Head: frons shining pale golden metallic with greenish and purplish reflections, vertex shining dark brown with golden gloss, neck tufts shining dark brown with greenish and purplish reflections, laterally lined white, collar shining dark brown with greenish and reddish reflections; labial palpus first segment very short, brownish grey, second segment four-fifths of the length of third, shining dark brown with indistinct whitish longitudinal lines on both sides, third segment dark brown with a white dorsal line; scape dorsally shining dark brown with a white anterior line, ventrally white, antenna shining dark brown, at two-thirds a white ring of approximately five segments, some of these white segments partially brown.

Thorax: shining dark brown with greenish and reddish reflections, tegulae shining pale golden metallic.

Legs: shining dark brown with golden gloss, foreleg with a white line on tibia and tarsal segments one and five, segment two dorsally white in apical half, tibia of midleg with an indistinct white very oblique basal line, an oblique white medial line and a white apical ring, tarsal segments one and two with white apical rings, segment five entirely white, tibia of hindleg as midleg, but with an additional broad pale golden subapical ring and without a white apical ring, tarsal segments four and five entirely white, spurs dark brown, apically whitish.

Forewing: shining dark brown with golden gloss, three very small silvery white streaks with strong bluish gloss in the basal area, the spots in a slightly outwardly oblique row, the subcostal nearest to base and slightly longer than the medial and subdorsal, the medial below end of subcostal, the subdorsal slightly further from base than the medial, a broad, slightly inwardly oblique, tubercular pale golden metallic fascia at the middle, a similar fascia, but outwardly oblique, at three-quarters, outer fascia outwardly edged by a white costal streak, apical line as a silvery white spot in the middle of the apical area and a broad white spot in cilia at apex, cilia dark brown, paler towards dorsum.
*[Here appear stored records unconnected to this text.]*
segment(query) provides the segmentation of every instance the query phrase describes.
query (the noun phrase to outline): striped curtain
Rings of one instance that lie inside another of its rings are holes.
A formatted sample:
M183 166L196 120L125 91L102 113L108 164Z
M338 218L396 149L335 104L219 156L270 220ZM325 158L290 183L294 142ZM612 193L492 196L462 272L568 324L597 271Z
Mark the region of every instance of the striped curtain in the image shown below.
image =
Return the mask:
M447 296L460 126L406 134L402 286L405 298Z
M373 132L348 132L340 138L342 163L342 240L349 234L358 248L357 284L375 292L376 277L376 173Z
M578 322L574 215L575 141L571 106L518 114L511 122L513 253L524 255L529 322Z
Hindwing shining dark brown, cilia brown. Underside: forewing shining dark greyish brown with greenish gloss, white costal streak and apical line distinctly visible, hindwing shining dark greyish brown. Abdomen dorsally shining dark brown with reddish gloss, ventrally segments broadly banded shining white posteriorly and with a broad white ventral streak, segment seven dark brown, anal tuft dark brown.

==Etymology==
The name of the species is derived from the golden colour of the tegulae. A noun (plural) in apposition.